This section proposes a number of new SpiNNaker Suspend Modes (SSMs), both recoverable and non-recoverable, with results in Table V including the total percentage of power saved. The following subsections provide a brief explanation of each chip suspend mode and its effects to the routing system of a larger SpiNNaker machine.

1) SSM0 - Operational: This is out of scope for idle power saving, but there is potential in the future to explore this state and seek out frequency scaling strategies to minimise wear out, optimise energy use etc.

2) *SSM1* - *Wait for Interrupt:* This is the default mode of operation for a SpiNNaker core when it is not in state SSM0. Its context is saved and recovery is on a per cycle basis. This is the current idle mode pre- and post-simulation and does not attempt any further energy management. Cores are run at 200 MHz, router and system AHB are at 100 MHz and the memory controller 260 MHz.

*3) SSM2* - *Suspend With SDRAM:* This mode clocks down all processors to the minimum possible frequency 625 kHz (10 MHz /4 /4). The router is clocked to 50 MHz (PLL1 /4) as this provides sufficient bandwidth to cope with a full complement of through external traffic. The System AHB bus is also clocked at 50 MHz in the same way as this provides reliable communications for remote mode change commands. This mode maintains the full memory refresh rate of PLL2 at 260 MHz so that when the processors are restored, full context remains available.

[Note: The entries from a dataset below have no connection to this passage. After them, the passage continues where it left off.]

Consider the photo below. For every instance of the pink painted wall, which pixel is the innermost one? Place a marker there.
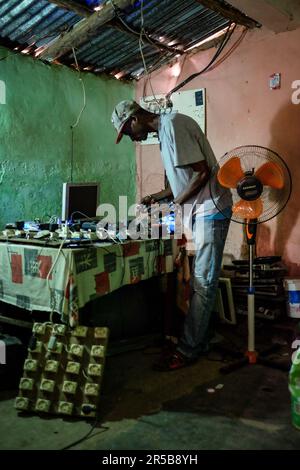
(241, 110)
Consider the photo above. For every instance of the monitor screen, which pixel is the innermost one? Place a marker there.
(79, 200)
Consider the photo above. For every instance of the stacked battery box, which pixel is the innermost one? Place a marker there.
(63, 370)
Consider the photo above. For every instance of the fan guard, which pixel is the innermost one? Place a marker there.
(245, 170)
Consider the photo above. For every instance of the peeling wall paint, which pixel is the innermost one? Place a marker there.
(42, 102)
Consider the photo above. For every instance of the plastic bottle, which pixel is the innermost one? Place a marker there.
(294, 388)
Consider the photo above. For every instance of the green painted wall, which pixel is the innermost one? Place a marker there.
(42, 102)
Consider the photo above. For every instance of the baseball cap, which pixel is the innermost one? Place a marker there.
(122, 112)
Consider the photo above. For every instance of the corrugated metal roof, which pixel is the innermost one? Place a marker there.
(175, 25)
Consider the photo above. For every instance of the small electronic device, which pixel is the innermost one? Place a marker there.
(79, 200)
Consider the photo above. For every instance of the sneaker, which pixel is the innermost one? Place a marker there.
(173, 361)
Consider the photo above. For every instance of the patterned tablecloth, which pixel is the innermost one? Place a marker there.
(48, 279)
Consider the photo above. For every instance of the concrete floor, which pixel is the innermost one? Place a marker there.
(144, 409)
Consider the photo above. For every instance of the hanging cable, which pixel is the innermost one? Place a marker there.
(78, 117)
(224, 42)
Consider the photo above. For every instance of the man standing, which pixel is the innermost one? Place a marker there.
(187, 158)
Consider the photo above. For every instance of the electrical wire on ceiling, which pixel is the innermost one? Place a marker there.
(153, 42)
(142, 55)
(78, 117)
(226, 38)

4) SSM3 - Suspend Without SDRAM: This mode is identical to SSM2 but stops PLL2, which is fed to the memory controller for refresh. This mode loses external memory context and requires a reconfiguration of the memory controller on recovery.

5) SSM4 - Node Routing Pass-Through: This mode removes the clock from all clocking domains on a chip (set to a stopped PLL2), except the router which is clocked at 50 MHz (PLL1 /4). This way a SpiNNaker board does not become a black hole in the routing fabric since the routers remain in use, full connectivity remains. All context is lost, and the board requires a reset, which may take seconds to initiate and complete, and remote intervention to reboot.

6) *SSM5 - FPGA Bypass:* This mode removes all clocks from the SpiNNaker chip clock domains including the router (PLL1 and 2 are disabled). The routing logic must now be handled by the FPGAs which sit on the edges of all the boards.

7) *SSM6 - Board Power Down:* This mode removes the power from the board with the exception of the BMP to allow recovery. Both router pass-though and FPGA bypass are not possible and the board is a traffic black-hole.

## D. Power Dissipation During a Full Simulation Cycle

In order to demonstrate the effects of an optimised suspend mode on the simulation cycle, we have implemented SSM2 by adding extra functionality to SARK.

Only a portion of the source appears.